Da Vinci Device
To compare the traction of nonskid surfaces, we followed the writings of Leonardo da Vinci and built a device similar to one he described in his studies of friction five centuries ago.
Leonardo da Vinci’s experimental setups for measuring friction were pretty simple. One of them was a variable incline plane with which he could measure the angle at which an object began to slide on a given surface. He then used a mathematical formula to calculate the coefficent of friction between the surface and the object. Today this is known as the static coefficient of friction.
To build a replica of da Vinci’s device, we used two straight and level boards hinged at one end. To the top board, we clamped samples of new nonskid material. For the object, we used a new deck shoe weighted with 11.43 pounds of lead sinkers, for a total weight of 12.35 pounds. OK, that’s a lot less than what a typical boater might weigh, but it was equally weighted for all surface testing, allowing us to draw conclusions about which nonskid materials offer the best traction.

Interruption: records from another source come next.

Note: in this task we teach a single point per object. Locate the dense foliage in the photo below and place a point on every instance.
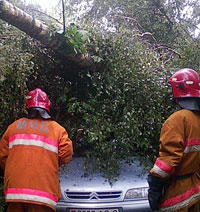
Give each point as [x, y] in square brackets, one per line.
[118, 110]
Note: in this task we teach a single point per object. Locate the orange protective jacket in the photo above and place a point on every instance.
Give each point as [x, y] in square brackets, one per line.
[31, 151]
[179, 160]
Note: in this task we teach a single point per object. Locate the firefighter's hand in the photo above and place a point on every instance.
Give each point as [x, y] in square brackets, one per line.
[156, 185]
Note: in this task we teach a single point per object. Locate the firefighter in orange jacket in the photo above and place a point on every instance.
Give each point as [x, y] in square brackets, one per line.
[31, 151]
[174, 182]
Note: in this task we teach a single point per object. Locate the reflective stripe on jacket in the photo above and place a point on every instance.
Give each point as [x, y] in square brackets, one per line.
[179, 155]
[31, 151]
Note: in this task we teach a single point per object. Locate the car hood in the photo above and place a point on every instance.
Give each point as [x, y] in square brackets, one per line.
[72, 177]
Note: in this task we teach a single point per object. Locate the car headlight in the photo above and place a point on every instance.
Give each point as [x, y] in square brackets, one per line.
[137, 193]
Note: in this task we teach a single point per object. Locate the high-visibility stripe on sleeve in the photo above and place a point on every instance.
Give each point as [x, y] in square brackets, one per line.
[30, 195]
[192, 145]
[33, 140]
[162, 169]
[181, 200]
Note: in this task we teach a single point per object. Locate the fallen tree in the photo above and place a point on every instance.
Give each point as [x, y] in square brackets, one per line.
[37, 30]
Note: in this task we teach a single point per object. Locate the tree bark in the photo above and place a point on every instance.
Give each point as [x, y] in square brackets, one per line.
[37, 30]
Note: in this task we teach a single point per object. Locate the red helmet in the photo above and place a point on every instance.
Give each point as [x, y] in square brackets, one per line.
[37, 99]
[185, 83]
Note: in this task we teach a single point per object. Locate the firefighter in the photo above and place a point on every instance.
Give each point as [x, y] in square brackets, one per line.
[174, 182]
[31, 151]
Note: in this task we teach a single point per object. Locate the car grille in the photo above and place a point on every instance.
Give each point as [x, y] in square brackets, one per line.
[111, 195]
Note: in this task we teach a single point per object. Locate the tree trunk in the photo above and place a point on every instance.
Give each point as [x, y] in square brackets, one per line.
[41, 32]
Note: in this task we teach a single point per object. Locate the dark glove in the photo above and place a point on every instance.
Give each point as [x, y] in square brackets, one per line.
[156, 185]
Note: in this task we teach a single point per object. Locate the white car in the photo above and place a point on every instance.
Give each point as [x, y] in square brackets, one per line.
[94, 193]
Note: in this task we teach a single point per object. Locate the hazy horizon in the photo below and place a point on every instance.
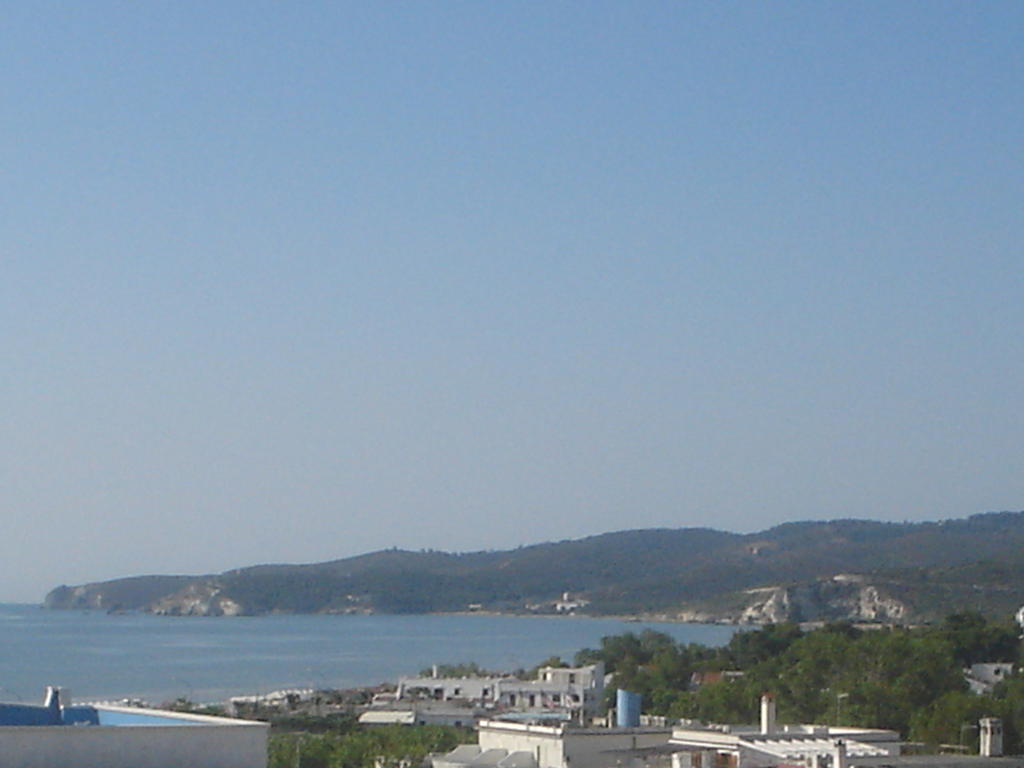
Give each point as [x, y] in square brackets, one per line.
[295, 283]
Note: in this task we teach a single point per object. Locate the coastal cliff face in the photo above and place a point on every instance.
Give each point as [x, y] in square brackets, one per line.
[840, 598]
[843, 597]
[842, 569]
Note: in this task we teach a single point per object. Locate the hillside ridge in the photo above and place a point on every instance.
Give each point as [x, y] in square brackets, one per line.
[803, 570]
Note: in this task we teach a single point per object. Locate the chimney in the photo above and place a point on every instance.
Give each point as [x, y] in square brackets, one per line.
[839, 754]
[768, 714]
[991, 737]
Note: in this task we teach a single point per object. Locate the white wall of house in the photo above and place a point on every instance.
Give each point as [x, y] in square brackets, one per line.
[570, 748]
[242, 745]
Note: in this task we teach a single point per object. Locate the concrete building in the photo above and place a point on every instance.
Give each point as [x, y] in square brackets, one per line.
[982, 678]
[573, 690]
[769, 743]
[504, 743]
[423, 713]
[104, 736]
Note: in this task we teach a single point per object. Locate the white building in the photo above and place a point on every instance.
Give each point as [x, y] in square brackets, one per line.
[103, 736]
[514, 744]
[572, 689]
[771, 744]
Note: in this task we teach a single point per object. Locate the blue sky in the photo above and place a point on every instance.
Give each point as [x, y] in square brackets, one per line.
[292, 282]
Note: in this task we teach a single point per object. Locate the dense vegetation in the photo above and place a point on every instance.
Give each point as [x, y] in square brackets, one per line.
[393, 747]
[931, 568]
[908, 680]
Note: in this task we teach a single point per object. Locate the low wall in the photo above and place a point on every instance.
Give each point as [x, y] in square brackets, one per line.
[133, 747]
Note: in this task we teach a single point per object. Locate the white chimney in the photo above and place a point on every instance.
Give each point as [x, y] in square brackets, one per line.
[839, 754]
[991, 737]
[768, 714]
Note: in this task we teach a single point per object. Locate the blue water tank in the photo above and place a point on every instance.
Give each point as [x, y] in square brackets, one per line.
[627, 709]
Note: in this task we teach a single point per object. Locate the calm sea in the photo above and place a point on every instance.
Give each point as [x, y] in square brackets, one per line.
[207, 659]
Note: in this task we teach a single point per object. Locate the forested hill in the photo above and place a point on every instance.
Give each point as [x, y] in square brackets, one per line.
[856, 569]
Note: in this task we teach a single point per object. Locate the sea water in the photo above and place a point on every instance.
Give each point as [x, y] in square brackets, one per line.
[159, 658]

Using an inclinometer, we recorded the angle at which the shoe began to slip with the surfaces dry, and then repeated the tests after pouring one cup of fresh water on each surface just before positioning the shoe (with a dry sole) and gradually increasing the angle. To learn what the da Vinci device taught us, turn the page.
Do the Math
You can use the da Vinci device to calculate how much force (F) is needed to move an object. First calculate the static coeffecient of friction by dividing A (measured when the object first slips) by B; then multiply that number by the weight (W) of the object, as in: F = (A/B) x W. This will tell you the amount of force needed to initiate slippage.